Однако разговорчивость утреннего собеседника имела свой
предел: после короткого раздраженного: «За хорошие башли!» – в трубке зазвучали
короткие гудки.
Томка уехала в Израиль… С ума сойти! Уехала – и даже ничего
не сообщила подруге! Неужели до сих пор в обиде на Тину после их последнего
разговора? Тина тогда ляпнула что-то вроде: Израиль, мол, это совершенно
искусственное государственное образование, вроде жутковатой (по способу
возникновения) Еврейской автономной области, ну а историческая судьба евреев –
растворяться во всяком другом народе…
– Много ты понимаешь в исторических судьбах евреев! –
обиделась Тома, которая после переезда в Москву будто с печки упала – столь
остро начала ощущать свою национальную принадлежность и все разговоры теперь
сводила к тому, что коричневая чума в России подымает голову. Конечно, это были
чисто столичные модные слоганы, однако Тина по-глупому обижалась, напоминала
Томке про Хабаровск, где живут самые что ни на есть щирые интернационалисты
(дальневосточная специфика!), та огрызалась… И вот вам – нате! Уехала!
– Девушка, вы уже поговорили? Разрешите!
Кто-то вынул из ее рук телефонную трубку.

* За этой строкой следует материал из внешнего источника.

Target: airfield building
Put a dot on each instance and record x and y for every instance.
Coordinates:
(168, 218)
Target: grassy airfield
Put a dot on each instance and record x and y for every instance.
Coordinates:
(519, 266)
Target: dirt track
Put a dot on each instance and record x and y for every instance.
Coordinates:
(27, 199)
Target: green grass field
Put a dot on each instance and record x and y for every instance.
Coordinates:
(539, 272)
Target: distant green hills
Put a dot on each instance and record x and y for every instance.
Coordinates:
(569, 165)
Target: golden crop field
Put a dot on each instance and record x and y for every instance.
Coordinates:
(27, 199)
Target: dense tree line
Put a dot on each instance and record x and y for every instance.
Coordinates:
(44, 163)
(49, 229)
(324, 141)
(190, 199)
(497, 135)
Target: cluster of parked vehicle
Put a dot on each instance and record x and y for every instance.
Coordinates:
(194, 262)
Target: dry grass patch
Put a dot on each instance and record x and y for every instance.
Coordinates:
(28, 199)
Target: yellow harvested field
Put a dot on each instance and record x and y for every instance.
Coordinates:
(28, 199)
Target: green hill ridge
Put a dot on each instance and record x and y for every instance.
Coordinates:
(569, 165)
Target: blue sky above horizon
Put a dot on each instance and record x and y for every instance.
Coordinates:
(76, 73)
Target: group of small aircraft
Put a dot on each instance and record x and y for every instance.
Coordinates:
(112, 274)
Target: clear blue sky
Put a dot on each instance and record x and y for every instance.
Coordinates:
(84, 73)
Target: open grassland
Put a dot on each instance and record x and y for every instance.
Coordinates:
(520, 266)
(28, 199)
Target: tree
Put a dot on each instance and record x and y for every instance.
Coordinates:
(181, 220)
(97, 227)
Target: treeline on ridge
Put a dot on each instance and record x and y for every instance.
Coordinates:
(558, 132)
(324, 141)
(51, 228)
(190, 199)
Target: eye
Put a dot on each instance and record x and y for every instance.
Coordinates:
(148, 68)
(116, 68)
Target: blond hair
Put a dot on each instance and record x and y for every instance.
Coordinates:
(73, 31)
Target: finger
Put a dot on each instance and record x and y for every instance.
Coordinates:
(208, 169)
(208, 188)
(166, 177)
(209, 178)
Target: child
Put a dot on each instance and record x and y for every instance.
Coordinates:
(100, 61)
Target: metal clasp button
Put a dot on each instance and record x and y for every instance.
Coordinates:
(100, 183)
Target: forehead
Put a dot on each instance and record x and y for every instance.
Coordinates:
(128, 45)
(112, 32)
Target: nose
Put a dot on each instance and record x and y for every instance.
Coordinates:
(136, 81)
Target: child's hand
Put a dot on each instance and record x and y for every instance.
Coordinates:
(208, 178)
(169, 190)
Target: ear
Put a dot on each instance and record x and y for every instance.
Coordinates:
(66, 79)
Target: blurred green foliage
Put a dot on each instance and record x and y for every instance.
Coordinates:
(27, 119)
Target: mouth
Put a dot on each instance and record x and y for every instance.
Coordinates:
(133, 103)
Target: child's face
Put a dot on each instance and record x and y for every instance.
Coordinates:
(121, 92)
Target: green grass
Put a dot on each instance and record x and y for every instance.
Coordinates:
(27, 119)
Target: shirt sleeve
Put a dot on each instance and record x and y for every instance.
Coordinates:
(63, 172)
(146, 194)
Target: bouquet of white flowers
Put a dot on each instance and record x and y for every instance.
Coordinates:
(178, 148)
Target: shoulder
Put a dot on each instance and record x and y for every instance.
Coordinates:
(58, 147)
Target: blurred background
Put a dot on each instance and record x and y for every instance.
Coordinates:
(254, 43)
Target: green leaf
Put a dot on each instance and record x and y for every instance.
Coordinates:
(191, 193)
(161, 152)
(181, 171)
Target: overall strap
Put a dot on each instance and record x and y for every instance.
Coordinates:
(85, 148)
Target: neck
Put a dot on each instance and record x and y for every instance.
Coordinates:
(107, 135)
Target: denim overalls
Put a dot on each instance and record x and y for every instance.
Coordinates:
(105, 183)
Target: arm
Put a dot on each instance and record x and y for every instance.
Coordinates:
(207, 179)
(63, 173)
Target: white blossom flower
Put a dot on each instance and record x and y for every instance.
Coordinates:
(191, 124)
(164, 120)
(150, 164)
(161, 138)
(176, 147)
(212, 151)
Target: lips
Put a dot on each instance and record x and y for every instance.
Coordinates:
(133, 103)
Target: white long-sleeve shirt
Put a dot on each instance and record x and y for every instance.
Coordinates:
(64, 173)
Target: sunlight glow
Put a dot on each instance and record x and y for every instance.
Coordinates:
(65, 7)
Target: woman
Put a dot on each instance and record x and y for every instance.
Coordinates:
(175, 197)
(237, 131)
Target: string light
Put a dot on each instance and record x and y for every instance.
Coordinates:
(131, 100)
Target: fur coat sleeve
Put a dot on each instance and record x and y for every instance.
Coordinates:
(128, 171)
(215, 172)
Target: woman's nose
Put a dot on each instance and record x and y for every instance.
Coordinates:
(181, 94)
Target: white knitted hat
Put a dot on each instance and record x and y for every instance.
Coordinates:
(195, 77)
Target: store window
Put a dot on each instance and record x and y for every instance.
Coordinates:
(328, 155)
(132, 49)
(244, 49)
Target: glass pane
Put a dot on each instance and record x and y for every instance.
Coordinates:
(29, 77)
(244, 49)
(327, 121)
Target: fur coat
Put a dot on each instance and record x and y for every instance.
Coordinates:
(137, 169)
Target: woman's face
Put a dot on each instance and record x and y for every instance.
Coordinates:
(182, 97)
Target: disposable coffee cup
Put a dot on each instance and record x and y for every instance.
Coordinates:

Тина затравленно огляделась, постепенно начиная постигать,
что, собственно, произошло. Тамары больше нет в Москве, а это автоматически
означает, что у Тины больше нет в Москве приюта. Она здесь одна, совершенно
одна!
Одиночество навалилось, как тяжелый, душный мешок, закрывший
весь мир. Тина физически ощущала грубую холстину, липнущую к лицу и отнимающую
дыхание. Так и чудилось, что мешок вот-вот будет перехвачен у щиколоток, потом
Тину схватят чьи-то грубые, немилосердные руки, куда-то поволокут, и очень
скоро она ощутит, как расступится студеная вода Москвы-реки под тяжестью ее
тела…
Тина вздрогнула так, что чуть не упала. Какая-то семейная
пара испуганно шарахнулась в сторону вместе со своими сумками.
– Ломка небось! – донеслось испуганное.